Create vector of AtomicUsize, etc

vec![AtomicUsize::new(0); word_count]

is not allowed, because AtomicUsize is not cloneable. What's the right way to create a Vec of AtomicUsize?

Also, what's the proper way to find out how many bits are in an AtomicUsize regardless of platform. And is there a way to get the largest atomic u that works fast on the current platform?

(Use case: allocator for slots in a large Vulkan descriptor array.)

you can use Vec::resize_with() like this:

let mut v: Vec<AtomicUsize> = Vec::new();
v.resize_with(count, || AtomicUsize::new(0));
// or alternatively, AtomicUsize implements `Default`, so you can do:
v.resize_with(count, Default::default);

AtomicUsize has the exact same size of usize, so you can use usize::BITS

4 Likes

Since new is const, we're in this funny situation where arrays do work[1]:

[const { AtomicUsize::new(0) }; 5]

I thought Vec would try to clone it and fail, but it actually errors in the macro matcher, which means it should be possible to make this work without breaking anything:

vec![const { AtomicUsize::new(0) }; 5];

error: no rules expected the token `const`
 --> src/main.rs:4:10
  |
4 |     vec![const { AtomicUsize::new(0) }; 5];
  |          ^^^^^ no rules expected this token in macro call
  |
  = note: while trying to match end of macro

  1. assuming the length is const, which means this probably doesn't help you ↩ī¸Ž

2 Likes

You can also create an iterator and collect it:

use std::iter::repeat_with;
use std::sync::atomic::AtomicUsize;

fn main() {
    let items: Vec<_> = repeat_with(|| AtomicUsize::new(0)).take(5).collect();
    
    for item in items {
        println!("{item:?}");
    }
}
2 Likes

This function compiles down to a single call to __rust_alloc_zeroed, so it is more efficient than anything else proposed in this thread.

pub fn zeroed_atomic(n: usize) -> Vec<AtomicUsize> {
    vec![0usize; n].into_iter().map(AtomicUsize::new).collect()
}

view on godbolt

12 Likes

There's a proposal to add support for that: https://github.com/rust-lang/libs-team/issues/484

4 Likes

I'd like to understand why this is considered faster than my approach.

My assembly is a bit rusty (pun intended).

Your approach calls __rust_alloc to create uninitialized memory, and then uses memset to set all of the bytes to zero.
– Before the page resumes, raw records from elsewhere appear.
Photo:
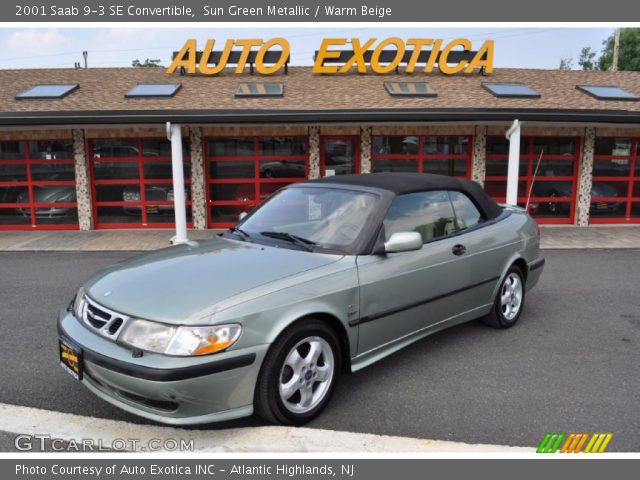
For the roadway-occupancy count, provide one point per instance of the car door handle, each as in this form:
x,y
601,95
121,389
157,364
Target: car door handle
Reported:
x,y
458,249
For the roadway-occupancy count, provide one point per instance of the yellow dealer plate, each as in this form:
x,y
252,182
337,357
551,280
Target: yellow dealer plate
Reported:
x,y
70,359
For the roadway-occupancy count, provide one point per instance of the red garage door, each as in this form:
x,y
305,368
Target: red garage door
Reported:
x,y
243,171
441,154
37,185
132,183
552,188
615,192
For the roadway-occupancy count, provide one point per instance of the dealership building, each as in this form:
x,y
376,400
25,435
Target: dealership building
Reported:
x,y
88,149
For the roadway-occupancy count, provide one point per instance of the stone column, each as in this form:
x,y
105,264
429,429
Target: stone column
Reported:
x,y
365,149
314,152
479,161
198,196
585,177
83,182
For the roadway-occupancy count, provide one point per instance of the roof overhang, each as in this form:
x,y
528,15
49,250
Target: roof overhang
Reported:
x,y
313,116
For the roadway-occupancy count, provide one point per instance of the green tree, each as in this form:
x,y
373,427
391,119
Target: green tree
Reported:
x,y
629,54
587,59
147,63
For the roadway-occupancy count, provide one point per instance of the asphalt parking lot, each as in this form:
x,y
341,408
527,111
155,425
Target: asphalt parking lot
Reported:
x,y
572,363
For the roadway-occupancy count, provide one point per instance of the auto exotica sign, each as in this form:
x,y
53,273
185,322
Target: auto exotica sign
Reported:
x,y
334,56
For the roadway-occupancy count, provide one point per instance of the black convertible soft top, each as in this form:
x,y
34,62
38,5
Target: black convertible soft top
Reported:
x,y
400,182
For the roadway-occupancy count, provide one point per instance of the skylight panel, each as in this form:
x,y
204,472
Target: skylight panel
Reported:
x,y
410,89
262,89
47,91
153,90
511,90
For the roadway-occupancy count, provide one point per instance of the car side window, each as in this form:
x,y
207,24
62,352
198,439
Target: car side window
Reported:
x,y
428,213
467,214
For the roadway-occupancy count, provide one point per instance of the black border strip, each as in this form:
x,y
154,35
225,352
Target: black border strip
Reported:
x,y
163,374
118,117
539,263
419,303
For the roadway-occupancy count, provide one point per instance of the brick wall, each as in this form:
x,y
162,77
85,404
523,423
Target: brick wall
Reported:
x,y
52,134
423,130
240,130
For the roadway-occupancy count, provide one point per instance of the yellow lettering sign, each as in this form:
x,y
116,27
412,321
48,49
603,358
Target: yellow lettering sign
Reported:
x,y
387,55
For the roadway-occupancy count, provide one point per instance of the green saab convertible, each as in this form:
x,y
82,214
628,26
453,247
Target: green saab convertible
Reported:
x,y
327,276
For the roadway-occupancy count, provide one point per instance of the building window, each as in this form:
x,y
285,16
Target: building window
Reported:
x,y
37,185
444,155
132,182
243,171
547,175
339,155
615,190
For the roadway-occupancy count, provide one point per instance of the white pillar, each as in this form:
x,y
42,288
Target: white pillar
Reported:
x,y
175,135
513,135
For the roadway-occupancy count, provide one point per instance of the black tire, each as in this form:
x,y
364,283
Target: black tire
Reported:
x,y
496,318
267,400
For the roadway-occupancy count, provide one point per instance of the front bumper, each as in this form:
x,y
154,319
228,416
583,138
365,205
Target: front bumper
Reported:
x,y
171,390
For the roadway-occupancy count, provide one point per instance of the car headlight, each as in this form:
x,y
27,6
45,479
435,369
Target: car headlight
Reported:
x,y
78,303
180,341
131,196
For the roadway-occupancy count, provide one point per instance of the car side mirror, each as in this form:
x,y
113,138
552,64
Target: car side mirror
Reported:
x,y
403,242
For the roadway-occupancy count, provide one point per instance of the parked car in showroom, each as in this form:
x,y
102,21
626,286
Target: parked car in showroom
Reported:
x,y
564,189
153,193
326,276
48,194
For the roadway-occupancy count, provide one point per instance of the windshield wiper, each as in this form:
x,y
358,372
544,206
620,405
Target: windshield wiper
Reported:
x,y
239,231
302,242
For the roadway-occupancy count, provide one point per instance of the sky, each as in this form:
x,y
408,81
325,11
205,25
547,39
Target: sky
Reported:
x,y
117,47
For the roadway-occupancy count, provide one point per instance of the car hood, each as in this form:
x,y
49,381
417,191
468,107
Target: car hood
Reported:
x,y
185,284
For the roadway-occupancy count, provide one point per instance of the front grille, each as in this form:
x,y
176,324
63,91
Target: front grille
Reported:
x,y
101,319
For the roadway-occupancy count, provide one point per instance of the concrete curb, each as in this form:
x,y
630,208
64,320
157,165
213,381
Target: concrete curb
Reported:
x,y
32,421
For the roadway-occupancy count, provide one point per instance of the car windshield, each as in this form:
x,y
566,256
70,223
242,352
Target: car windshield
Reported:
x,y
308,217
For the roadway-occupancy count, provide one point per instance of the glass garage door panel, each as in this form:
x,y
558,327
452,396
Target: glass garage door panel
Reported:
x,y
612,167
439,154
283,168
243,171
105,170
615,190
547,175
450,145
133,182
231,147
37,185
395,165
340,155
451,167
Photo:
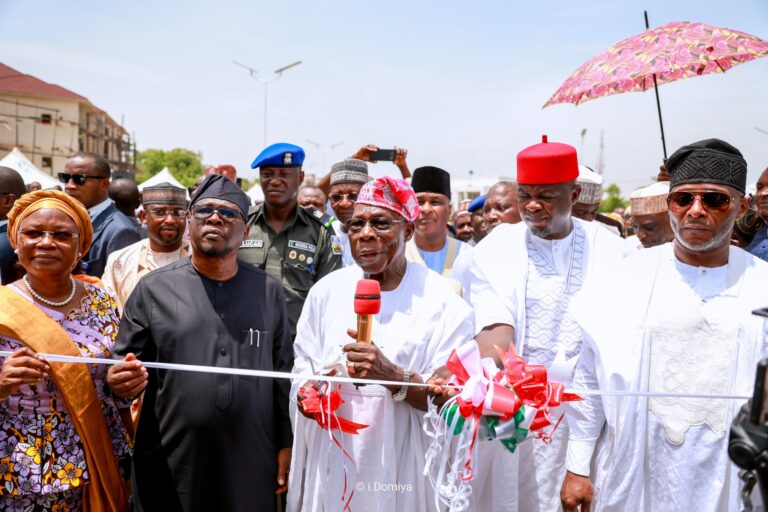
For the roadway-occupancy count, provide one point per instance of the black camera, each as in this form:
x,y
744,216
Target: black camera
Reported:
x,y
748,441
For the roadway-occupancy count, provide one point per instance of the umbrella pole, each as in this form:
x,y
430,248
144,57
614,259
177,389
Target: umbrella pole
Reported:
x,y
658,103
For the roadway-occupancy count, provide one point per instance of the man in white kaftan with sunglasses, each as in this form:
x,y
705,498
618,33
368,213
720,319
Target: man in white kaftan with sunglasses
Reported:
x,y
684,325
166,209
421,320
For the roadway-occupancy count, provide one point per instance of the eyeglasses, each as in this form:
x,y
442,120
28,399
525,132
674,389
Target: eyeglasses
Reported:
x,y
379,224
161,214
337,198
226,214
78,179
36,235
713,201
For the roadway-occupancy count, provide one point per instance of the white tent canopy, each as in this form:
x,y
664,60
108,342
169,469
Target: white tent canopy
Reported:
x,y
163,176
17,161
256,194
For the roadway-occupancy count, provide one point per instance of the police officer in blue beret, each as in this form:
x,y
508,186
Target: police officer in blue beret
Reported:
x,y
295,245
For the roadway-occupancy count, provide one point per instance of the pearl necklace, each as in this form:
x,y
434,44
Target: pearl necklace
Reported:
x,y
42,299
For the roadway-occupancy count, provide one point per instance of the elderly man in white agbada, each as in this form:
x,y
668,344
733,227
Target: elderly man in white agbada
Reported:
x,y
684,325
421,320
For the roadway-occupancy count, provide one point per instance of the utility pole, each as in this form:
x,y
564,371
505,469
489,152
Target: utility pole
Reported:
x,y
266,81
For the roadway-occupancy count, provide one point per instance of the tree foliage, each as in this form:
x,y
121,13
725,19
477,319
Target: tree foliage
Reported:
x,y
612,199
185,165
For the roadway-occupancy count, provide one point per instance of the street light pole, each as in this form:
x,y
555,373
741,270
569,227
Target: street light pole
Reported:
x,y
266,81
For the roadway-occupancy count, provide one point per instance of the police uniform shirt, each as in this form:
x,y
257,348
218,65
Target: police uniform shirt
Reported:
x,y
305,250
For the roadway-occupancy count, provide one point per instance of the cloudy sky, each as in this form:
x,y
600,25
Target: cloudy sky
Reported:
x,y
460,84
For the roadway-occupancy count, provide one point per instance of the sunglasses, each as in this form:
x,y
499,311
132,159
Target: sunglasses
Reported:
x,y
78,179
712,201
380,225
337,198
161,213
226,214
35,235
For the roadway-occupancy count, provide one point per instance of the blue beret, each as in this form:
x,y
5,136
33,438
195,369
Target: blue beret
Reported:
x,y
476,204
281,154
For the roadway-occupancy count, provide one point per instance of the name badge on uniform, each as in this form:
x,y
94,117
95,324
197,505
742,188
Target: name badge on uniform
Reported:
x,y
336,246
302,246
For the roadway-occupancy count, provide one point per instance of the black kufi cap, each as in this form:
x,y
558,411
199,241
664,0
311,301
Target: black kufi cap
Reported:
x,y
216,186
431,179
708,161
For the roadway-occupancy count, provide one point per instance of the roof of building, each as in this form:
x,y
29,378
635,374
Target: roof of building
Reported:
x,y
13,81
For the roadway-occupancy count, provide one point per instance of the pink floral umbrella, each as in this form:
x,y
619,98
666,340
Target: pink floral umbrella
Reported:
x,y
671,52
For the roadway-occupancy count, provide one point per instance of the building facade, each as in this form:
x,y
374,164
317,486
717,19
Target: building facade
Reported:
x,y
49,123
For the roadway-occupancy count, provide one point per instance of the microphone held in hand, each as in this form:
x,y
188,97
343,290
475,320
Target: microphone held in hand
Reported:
x,y
367,304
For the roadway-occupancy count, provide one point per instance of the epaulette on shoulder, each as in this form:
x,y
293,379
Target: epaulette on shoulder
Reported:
x,y
322,218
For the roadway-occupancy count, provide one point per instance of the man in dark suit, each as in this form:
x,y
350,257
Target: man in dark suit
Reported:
x,y
11,188
86,178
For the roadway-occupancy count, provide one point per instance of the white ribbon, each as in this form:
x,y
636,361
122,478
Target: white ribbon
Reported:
x,y
350,380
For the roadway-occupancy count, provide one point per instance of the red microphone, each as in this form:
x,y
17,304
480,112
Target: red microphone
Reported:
x,y
367,304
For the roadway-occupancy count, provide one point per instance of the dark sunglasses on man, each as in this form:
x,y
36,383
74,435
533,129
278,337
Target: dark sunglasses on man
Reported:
x,y
710,200
226,214
78,179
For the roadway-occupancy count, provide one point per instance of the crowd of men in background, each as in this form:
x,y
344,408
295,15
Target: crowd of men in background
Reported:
x,y
524,230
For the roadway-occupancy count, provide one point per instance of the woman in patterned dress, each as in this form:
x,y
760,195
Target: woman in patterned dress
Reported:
x,y
54,452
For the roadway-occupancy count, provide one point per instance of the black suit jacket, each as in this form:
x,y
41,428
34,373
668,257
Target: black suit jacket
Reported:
x,y
8,258
112,231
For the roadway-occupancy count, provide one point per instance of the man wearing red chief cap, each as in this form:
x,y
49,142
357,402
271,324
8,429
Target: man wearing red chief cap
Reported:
x,y
522,278
421,319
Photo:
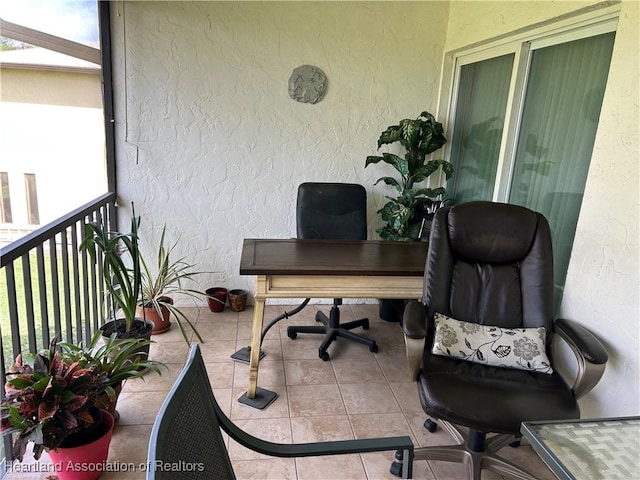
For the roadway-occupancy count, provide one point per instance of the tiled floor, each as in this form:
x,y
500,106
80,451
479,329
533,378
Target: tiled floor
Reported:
x,y
357,394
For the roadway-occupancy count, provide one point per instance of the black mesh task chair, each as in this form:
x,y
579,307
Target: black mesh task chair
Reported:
x,y
187,444
332,211
490,264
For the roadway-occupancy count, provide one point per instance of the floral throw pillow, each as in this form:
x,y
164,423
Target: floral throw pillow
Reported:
x,y
521,348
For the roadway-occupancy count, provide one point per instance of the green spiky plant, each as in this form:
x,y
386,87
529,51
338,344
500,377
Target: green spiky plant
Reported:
x,y
122,275
419,137
48,397
169,278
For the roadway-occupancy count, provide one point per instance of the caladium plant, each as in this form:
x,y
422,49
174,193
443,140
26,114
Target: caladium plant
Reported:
x,y
419,137
48,396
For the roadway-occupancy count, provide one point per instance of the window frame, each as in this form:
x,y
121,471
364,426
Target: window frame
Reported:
x,y
521,44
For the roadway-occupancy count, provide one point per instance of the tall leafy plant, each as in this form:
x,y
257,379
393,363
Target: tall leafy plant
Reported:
x,y
419,138
169,278
122,275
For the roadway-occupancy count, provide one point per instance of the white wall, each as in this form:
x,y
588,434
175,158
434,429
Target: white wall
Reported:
x,y
602,286
209,140
210,143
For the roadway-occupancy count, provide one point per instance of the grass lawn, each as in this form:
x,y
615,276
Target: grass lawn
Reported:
x,y
67,314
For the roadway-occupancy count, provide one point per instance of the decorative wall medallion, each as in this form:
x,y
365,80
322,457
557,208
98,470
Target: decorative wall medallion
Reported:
x,y
307,84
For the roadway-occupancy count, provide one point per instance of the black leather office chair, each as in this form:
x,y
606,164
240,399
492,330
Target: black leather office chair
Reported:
x,y
332,211
490,264
187,444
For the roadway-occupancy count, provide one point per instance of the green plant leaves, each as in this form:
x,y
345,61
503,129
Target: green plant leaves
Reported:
x,y
419,138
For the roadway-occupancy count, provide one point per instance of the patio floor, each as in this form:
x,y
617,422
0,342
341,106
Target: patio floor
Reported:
x,y
357,394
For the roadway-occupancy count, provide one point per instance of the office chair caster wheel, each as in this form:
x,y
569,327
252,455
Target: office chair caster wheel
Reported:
x,y
396,469
430,425
396,466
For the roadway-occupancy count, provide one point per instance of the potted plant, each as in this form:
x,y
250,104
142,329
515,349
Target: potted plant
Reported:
x,y
51,401
402,214
166,279
119,360
119,254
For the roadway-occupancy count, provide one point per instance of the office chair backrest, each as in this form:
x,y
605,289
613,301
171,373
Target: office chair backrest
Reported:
x,y
187,432
490,263
332,211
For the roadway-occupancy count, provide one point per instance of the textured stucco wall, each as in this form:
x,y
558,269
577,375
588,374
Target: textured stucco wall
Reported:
x,y
209,140
476,20
603,279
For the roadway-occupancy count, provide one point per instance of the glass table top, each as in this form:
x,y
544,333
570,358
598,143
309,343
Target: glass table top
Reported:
x,y
607,448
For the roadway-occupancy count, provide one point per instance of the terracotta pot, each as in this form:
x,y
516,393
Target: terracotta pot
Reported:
x,y
161,323
216,298
141,329
85,462
238,299
109,404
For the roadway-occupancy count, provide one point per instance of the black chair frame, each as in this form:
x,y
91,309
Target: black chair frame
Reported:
x,y
187,431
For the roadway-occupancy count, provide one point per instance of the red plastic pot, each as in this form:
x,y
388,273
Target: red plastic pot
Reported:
x,y
85,462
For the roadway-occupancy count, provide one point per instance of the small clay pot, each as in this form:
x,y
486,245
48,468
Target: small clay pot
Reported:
x,y
216,298
238,299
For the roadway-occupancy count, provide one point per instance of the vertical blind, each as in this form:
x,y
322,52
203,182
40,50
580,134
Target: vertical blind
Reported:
x,y
479,122
560,115
562,95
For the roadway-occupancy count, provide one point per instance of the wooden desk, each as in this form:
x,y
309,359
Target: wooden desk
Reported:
x,y
293,268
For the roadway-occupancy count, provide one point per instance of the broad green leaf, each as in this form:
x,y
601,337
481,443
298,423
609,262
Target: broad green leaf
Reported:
x,y
390,181
390,135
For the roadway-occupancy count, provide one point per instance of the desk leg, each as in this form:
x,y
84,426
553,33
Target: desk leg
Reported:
x,y
256,397
256,334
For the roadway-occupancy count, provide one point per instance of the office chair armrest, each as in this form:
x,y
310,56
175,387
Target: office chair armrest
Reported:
x,y
589,352
312,449
414,320
414,328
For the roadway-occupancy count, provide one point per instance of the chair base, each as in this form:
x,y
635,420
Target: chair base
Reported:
x,y
476,451
332,329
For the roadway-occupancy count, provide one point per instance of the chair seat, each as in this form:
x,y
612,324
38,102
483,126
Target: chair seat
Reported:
x,y
492,399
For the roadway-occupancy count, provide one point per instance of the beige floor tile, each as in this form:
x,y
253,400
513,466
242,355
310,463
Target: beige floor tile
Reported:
x,y
335,467
309,372
369,398
169,352
138,408
380,425
355,395
359,370
315,400
407,396
321,428
265,469
395,369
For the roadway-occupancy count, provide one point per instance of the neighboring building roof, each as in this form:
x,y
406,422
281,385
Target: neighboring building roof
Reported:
x,y
43,59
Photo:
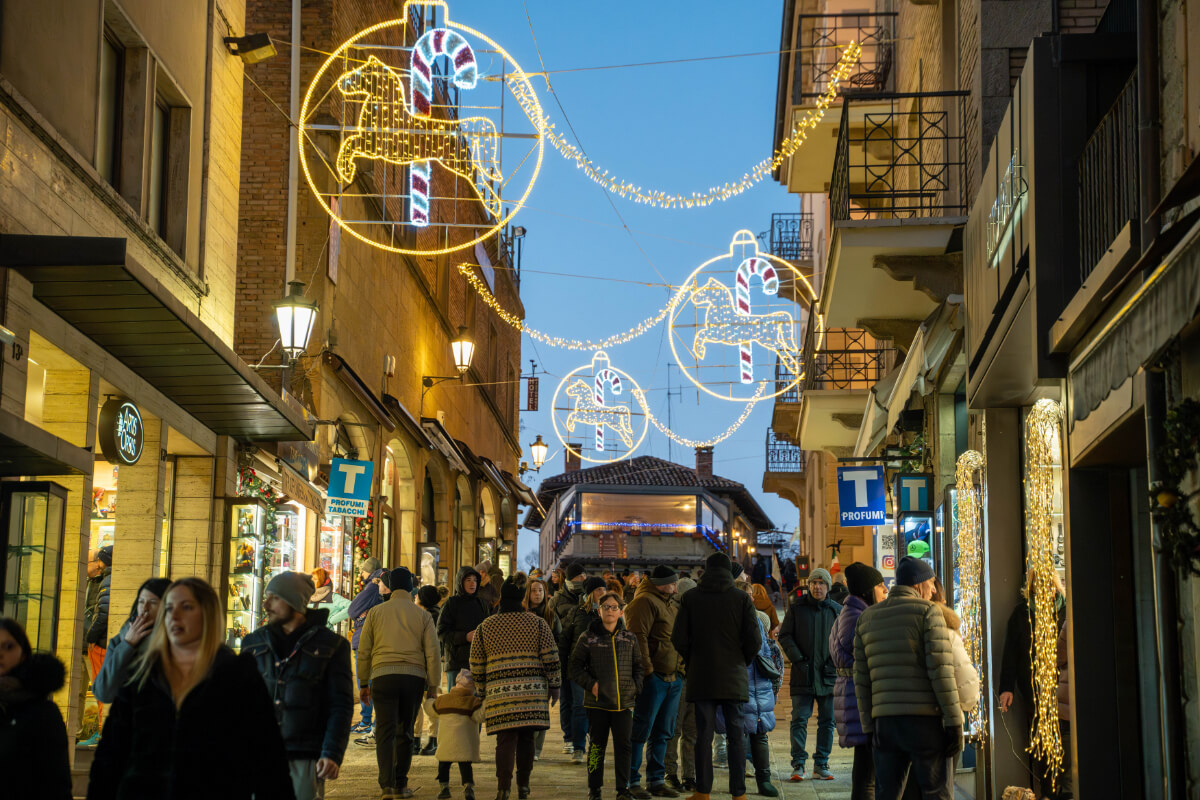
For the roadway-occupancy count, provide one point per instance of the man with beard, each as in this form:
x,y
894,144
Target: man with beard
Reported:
x,y
306,668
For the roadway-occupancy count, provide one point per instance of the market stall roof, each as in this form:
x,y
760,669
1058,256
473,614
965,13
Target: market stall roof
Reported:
x,y
647,470
101,290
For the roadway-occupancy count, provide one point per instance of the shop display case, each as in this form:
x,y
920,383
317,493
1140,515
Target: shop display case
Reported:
x,y
247,523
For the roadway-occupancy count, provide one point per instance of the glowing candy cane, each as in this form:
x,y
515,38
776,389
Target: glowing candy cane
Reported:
x,y
429,47
605,378
748,269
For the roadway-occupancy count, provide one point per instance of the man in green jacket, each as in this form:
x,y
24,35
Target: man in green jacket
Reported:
x,y
904,681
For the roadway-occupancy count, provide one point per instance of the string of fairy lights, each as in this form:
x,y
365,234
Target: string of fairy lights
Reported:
x,y
665,199
969,541
1043,452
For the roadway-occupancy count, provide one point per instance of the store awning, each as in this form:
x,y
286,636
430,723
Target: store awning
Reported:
x,y
934,341
29,450
1167,302
96,287
360,390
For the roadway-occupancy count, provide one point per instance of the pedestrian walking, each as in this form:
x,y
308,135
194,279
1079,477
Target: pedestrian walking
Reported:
x,y
457,715
905,686
574,625
804,636
514,661
867,588
306,668
651,618
607,663
399,656
34,750
125,648
168,732
357,612
324,595
717,636
563,603
537,601
681,758
457,620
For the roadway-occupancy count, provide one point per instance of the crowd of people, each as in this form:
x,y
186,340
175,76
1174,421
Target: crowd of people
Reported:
x,y
681,674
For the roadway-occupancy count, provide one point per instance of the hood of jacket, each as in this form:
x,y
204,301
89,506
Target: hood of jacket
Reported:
x,y
715,579
37,678
463,573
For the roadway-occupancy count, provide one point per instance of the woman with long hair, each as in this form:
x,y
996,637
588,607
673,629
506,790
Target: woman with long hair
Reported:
x,y
190,699
537,601
33,738
125,648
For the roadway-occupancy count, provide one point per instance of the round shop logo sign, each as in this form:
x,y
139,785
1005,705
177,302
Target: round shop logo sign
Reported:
x,y
120,431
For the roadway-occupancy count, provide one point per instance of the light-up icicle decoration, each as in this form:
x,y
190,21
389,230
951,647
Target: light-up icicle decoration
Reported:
x,y
1043,450
969,541
664,199
748,269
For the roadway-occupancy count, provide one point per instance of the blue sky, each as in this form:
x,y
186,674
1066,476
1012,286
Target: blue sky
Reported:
x,y
681,127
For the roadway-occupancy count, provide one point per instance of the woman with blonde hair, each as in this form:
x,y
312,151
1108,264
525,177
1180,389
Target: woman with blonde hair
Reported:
x,y
190,699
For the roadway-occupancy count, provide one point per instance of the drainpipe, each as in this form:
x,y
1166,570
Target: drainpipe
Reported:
x,y
293,148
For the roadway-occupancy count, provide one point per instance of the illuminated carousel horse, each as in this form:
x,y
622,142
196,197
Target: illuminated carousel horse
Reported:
x,y
588,411
725,325
388,130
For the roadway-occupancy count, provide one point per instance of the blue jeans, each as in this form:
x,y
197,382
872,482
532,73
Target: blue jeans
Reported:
x,y
654,719
802,709
579,719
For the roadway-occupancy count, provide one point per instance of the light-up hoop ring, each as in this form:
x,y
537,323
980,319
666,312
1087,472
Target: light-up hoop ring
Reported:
x,y
616,422
312,103
737,316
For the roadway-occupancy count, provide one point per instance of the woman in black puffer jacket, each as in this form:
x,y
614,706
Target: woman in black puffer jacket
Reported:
x,y
33,739
607,663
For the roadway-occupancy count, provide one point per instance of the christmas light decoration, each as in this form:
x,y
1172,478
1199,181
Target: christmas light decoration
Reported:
x,y
697,443
969,541
485,294
663,199
395,125
733,323
1043,453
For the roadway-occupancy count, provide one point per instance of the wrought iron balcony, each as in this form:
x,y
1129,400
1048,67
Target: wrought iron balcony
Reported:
x,y
784,456
791,236
900,156
820,42
1108,180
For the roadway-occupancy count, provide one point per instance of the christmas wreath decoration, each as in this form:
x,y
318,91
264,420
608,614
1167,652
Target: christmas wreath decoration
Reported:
x,y
1170,504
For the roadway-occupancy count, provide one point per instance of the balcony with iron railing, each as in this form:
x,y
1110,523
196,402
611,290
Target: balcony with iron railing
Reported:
x,y
1108,180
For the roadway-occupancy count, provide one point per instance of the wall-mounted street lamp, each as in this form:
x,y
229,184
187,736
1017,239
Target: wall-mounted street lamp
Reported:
x,y
295,316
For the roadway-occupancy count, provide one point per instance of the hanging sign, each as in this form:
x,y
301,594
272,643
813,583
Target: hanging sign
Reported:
x,y
861,497
349,487
120,431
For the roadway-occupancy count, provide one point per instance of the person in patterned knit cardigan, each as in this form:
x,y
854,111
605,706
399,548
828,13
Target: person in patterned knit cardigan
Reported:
x,y
514,662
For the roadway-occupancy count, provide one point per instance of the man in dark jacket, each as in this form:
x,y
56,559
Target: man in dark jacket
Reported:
x,y
804,637
563,605
717,636
457,621
357,612
651,618
905,686
306,668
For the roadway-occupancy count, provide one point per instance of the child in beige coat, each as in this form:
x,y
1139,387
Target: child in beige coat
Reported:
x,y
459,714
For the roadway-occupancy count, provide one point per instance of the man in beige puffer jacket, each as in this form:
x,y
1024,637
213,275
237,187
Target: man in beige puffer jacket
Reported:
x,y
906,689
My approach uses __rust__alloc_zeroed to directly ask for zeroed memory. The latter is often faster because it can avoid zeroing the memory if it knows that the memory is already filled with zeros.

6 Likes

I believe this is true only for largish allocations (128K in glibc, not sure about jemalloc) where the allocator requests pages from the OS, which, in turn, maps a single page of zeroes to the entire block.

This could be detrimental in this case, as when you write to this block it will trigger a page fault. This may introduce jitter which, I assume, is not what you want when you use atomic.